Modern machine learning increasingly manipulates probability measures — from empirical datasets and generated samples to latent distributions and attention patterns. Comparing these objects in a statistically meaningful way is a core challenge. A new book, 'Optimal Transport for Machine Learners' by Peyré and Gabriel, published on arXiv, presents optimal transport (OT) as a unified language for losses, generative modeling, domain adaptation, robust learning, barycenters, gradient flows, and mean-field descriptions of learning algorithms.
According to the abstract, the book is written with machine-learning uses in mind. It starts from finite assignment and the Monge map viewpoint, then moves to Kantorovich couplings and dual potentials. The authors systematically explain the algorithmic ideas that make transport usable: linear programming, semi-discrete cells, Sinkhorn scaling, and low-dimensional projections.
Key Techniques Covered
The same objects are reused as a geometry of measures, giving Wasserstein distances, barycenters, gradient flows, dynamic formulations, and Gaussian/Bures formulas. The final chapters emphasize variants most relevant to modern ML: divergences and adversarial losses, entropic and unbalanced relaxations, robust or spectral ground geometries, Gromov and quantum extensions, and transport-based views of generative models, mean-field networks, and attention dynamics.
| Technique | Purpose in ML |
|---|---|
| Linear programming | Solve assignment problems for discrete distributions |
| Sinkhorn scaling | Efficiently approximate optimal transport with entropic regularization |
| Wasserstein distances | Provide a metric for comparing probability measures |
| Barycenters | Interpolate between multiple distributions |
| Gradient flows | Describe evolution of measures under variational dynamics |
| Entropic relaxations | Smooth transport plans for scalability |
| Gromov-Wasserstein | Transport between spaces of different dimensions |
Relevance to Machine Learning
The book aims to keep the mathematics explicit while exposing the computational and geometric intuitions needed to turn OT into a working toolbox for machine learners. The authors note that optimal transport combines a statistically meaningful notion of discrepancy with a geometry of interpolation, dual certificates, and variational dynamics.

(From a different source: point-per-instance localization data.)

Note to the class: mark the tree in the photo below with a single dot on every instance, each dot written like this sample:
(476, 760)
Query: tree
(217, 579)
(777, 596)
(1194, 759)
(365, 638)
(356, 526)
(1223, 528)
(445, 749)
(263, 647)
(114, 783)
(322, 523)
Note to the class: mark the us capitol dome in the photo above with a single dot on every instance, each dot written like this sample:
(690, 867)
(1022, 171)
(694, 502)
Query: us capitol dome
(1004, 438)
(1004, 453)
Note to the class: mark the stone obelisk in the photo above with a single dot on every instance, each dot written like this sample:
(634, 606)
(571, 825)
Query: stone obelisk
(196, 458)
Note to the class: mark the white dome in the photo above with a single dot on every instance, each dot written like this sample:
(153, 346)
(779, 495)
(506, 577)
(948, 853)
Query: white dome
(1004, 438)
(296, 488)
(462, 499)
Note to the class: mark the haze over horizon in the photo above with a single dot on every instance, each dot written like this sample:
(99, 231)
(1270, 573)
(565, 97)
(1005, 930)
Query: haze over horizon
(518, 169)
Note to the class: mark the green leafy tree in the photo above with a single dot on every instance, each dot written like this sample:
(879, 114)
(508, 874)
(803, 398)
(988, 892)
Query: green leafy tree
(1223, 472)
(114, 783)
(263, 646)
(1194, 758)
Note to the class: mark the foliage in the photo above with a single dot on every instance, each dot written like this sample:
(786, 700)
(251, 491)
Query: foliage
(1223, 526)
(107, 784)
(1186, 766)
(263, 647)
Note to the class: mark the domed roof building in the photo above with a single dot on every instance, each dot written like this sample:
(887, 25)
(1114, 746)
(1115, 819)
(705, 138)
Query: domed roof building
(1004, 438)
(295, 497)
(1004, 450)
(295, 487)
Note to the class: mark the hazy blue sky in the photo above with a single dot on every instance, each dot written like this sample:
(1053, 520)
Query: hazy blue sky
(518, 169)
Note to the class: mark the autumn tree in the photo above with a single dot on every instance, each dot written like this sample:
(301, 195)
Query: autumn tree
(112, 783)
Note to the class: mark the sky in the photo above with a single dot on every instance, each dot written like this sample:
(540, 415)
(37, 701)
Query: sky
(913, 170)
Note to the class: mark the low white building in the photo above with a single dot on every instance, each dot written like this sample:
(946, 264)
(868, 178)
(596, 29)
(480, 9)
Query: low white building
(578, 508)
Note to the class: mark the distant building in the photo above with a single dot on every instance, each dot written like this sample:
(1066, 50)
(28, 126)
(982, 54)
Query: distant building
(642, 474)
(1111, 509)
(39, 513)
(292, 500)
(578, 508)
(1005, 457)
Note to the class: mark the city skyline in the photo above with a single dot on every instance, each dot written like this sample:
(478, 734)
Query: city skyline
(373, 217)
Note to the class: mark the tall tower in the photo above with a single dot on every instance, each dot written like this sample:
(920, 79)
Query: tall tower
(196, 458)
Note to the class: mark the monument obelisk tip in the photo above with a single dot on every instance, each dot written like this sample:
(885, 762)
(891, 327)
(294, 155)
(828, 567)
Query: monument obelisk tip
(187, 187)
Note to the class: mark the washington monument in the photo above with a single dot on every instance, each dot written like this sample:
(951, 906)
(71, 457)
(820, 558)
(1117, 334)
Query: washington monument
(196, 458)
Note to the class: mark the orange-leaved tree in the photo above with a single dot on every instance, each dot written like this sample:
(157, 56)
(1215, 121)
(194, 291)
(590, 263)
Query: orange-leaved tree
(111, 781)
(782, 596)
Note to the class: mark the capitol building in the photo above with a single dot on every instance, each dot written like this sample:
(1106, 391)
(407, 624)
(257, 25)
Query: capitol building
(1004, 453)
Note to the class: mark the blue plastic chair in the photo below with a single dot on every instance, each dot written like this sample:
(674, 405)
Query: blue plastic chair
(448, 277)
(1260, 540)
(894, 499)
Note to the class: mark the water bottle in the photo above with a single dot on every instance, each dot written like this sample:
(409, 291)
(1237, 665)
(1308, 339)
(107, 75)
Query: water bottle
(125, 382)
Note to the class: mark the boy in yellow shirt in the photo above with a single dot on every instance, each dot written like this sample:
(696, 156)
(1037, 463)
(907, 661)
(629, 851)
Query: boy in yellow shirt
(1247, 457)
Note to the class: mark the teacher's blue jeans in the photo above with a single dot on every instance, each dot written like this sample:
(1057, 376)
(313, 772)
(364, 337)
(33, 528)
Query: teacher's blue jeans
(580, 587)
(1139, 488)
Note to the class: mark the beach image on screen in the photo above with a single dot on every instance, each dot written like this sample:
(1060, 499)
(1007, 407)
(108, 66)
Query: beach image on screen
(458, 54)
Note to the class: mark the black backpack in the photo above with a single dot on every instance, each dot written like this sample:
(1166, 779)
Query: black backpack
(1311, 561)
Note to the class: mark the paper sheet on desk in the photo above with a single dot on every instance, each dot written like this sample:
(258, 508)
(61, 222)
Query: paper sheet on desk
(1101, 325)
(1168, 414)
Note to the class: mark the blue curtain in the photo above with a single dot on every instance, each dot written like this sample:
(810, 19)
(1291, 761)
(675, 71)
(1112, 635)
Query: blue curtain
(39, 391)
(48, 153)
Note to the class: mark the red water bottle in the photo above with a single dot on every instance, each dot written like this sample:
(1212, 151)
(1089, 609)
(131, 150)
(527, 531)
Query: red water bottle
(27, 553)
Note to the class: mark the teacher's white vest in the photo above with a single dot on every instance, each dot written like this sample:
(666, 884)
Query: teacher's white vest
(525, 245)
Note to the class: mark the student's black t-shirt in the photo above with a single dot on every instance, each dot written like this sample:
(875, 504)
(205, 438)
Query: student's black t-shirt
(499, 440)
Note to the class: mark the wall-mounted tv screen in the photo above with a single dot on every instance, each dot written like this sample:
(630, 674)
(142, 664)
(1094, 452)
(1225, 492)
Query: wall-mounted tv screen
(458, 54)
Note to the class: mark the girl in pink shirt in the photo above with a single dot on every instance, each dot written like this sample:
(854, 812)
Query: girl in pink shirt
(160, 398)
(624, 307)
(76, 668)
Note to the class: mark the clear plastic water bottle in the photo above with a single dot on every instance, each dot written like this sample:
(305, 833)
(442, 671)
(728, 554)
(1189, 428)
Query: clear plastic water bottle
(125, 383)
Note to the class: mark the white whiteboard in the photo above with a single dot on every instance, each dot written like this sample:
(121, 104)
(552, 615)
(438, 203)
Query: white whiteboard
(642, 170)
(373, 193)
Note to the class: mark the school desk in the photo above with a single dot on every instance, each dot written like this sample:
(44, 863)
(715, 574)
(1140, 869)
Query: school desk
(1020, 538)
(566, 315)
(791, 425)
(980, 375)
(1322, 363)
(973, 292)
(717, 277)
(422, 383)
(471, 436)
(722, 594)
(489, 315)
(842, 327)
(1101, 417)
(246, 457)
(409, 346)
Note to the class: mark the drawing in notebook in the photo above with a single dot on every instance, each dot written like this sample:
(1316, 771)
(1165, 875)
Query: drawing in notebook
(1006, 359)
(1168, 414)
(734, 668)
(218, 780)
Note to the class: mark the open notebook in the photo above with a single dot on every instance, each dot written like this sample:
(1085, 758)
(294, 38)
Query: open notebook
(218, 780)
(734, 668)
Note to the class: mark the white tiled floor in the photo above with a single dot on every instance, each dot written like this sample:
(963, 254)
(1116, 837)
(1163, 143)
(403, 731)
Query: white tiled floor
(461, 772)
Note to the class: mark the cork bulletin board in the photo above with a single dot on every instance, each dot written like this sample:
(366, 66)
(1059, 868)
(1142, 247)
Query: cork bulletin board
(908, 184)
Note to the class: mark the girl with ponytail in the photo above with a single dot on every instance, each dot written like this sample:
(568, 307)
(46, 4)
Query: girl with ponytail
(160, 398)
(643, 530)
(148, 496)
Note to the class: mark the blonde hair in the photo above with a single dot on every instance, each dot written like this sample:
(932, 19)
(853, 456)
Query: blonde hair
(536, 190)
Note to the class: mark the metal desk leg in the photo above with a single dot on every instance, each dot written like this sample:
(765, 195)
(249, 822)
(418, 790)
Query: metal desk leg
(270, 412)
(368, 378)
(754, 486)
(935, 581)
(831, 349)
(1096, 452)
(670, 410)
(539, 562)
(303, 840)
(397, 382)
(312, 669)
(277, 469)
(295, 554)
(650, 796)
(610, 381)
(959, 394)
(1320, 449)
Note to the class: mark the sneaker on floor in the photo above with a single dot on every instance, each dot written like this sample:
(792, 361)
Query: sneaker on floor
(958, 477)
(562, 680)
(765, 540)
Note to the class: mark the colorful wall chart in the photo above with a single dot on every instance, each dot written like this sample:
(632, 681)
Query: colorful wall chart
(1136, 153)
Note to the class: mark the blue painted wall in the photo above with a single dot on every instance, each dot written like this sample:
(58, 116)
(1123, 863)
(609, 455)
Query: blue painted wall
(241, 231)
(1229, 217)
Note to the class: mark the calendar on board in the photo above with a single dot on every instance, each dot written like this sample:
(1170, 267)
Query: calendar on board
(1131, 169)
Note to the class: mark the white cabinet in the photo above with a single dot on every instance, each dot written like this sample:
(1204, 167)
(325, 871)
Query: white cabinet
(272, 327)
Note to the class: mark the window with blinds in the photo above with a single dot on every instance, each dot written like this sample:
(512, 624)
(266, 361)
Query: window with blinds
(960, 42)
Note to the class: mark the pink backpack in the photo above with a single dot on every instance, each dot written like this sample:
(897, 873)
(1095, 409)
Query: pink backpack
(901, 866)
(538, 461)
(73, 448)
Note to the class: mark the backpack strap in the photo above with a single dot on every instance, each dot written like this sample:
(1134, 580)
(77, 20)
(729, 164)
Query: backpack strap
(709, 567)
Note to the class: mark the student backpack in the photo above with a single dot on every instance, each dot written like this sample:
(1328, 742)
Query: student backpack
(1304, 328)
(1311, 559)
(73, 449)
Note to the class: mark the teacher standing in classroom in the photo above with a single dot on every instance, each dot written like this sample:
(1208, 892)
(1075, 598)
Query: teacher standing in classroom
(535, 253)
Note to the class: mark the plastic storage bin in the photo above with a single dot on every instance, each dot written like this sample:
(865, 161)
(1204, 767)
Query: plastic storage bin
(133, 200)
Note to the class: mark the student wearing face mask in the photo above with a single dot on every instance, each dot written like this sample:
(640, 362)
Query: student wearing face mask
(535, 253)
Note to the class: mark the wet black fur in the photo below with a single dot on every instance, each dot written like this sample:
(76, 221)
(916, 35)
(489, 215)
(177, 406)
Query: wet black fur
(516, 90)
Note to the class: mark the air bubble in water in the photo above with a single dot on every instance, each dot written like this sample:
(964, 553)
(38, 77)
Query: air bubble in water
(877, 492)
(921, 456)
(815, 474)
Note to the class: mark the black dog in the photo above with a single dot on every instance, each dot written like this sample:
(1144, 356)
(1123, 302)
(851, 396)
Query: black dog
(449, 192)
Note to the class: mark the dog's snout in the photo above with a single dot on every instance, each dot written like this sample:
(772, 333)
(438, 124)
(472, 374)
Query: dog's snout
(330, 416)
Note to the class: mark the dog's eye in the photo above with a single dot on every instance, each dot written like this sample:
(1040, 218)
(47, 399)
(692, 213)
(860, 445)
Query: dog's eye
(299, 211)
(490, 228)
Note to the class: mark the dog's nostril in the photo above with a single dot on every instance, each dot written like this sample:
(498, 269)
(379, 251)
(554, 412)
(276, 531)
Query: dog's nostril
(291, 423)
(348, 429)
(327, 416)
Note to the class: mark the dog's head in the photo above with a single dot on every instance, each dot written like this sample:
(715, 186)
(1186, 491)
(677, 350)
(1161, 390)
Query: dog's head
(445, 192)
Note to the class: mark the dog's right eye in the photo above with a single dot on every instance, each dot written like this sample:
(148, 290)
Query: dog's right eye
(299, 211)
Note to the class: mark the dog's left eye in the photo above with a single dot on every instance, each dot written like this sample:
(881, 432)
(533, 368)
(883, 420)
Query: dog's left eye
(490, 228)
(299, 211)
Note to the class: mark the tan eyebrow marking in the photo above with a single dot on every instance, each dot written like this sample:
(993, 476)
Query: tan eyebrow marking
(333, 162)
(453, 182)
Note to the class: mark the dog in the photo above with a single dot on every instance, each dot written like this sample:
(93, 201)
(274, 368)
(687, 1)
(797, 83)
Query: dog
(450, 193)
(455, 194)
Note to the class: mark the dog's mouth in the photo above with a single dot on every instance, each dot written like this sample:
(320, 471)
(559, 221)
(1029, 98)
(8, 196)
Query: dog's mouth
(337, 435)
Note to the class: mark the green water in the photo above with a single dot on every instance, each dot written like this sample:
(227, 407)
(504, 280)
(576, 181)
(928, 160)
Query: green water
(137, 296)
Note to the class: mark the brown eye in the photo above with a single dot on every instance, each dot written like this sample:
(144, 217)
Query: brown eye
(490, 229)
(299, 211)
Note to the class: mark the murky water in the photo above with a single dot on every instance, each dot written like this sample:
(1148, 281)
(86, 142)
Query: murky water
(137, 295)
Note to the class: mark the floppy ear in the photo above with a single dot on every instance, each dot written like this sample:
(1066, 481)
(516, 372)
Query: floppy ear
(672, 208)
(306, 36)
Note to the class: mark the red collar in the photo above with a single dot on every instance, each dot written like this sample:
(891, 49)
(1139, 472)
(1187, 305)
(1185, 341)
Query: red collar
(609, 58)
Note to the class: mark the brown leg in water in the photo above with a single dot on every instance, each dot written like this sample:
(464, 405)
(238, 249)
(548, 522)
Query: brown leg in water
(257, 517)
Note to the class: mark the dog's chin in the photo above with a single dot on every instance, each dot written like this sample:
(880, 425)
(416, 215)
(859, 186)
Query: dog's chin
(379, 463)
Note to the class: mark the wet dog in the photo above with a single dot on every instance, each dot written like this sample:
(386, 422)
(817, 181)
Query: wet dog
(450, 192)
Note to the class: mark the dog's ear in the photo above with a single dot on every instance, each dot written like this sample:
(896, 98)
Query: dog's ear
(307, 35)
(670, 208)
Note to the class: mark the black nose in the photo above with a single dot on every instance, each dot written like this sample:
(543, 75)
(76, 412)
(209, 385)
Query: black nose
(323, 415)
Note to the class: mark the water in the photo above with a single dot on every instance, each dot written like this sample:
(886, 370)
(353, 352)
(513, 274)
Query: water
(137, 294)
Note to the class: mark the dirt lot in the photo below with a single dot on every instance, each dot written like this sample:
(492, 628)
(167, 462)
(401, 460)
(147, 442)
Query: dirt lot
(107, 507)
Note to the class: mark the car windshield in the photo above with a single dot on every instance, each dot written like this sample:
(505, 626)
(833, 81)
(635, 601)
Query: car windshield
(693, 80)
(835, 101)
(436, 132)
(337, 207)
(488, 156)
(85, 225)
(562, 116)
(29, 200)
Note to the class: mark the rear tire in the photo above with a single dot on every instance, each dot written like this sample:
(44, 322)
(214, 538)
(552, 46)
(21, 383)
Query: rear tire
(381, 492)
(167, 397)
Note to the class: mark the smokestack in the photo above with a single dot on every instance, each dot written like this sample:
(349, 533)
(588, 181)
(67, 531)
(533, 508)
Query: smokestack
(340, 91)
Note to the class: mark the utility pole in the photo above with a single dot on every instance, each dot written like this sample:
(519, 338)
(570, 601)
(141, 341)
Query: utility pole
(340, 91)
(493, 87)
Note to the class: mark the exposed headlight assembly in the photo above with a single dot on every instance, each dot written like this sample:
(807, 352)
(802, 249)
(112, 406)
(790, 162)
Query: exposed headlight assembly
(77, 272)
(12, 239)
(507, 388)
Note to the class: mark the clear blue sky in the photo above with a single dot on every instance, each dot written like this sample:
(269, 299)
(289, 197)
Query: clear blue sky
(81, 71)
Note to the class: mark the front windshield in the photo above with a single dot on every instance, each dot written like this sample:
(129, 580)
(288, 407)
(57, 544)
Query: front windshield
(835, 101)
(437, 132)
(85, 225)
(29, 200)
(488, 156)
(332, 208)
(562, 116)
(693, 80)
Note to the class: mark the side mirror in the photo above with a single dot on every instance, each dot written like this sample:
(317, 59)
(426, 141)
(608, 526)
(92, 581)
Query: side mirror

This makes OT a common language for many ML tasks, including generative modeling (e.g., Wasserstein GANs), domain adaptation (aligning source and target distributions), and robust learning (handling distribution shift).
Implications for Enterprise AI
For CTOs and technology leaders, understanding optimal transport can enhance AI systems that rely on distribution matching — such as anomaly detection, data augmentation, and fairness auditing. The techniques described in the book are foundational for modern AI architectures, including attention mechanisms and mean-field networks. While the book is mathematical, its emphasis on algorithmic implementations (like Sinkhorn scaling) makes it accessible to practitioners who need to integrate OT into production systems.
The paper is available on arXiv under the current browse context, and includes links to related tools and bibliographic resources. As machine learning models become more complex, a rigorous framework for comparing distributions is increasingly valuable across industries.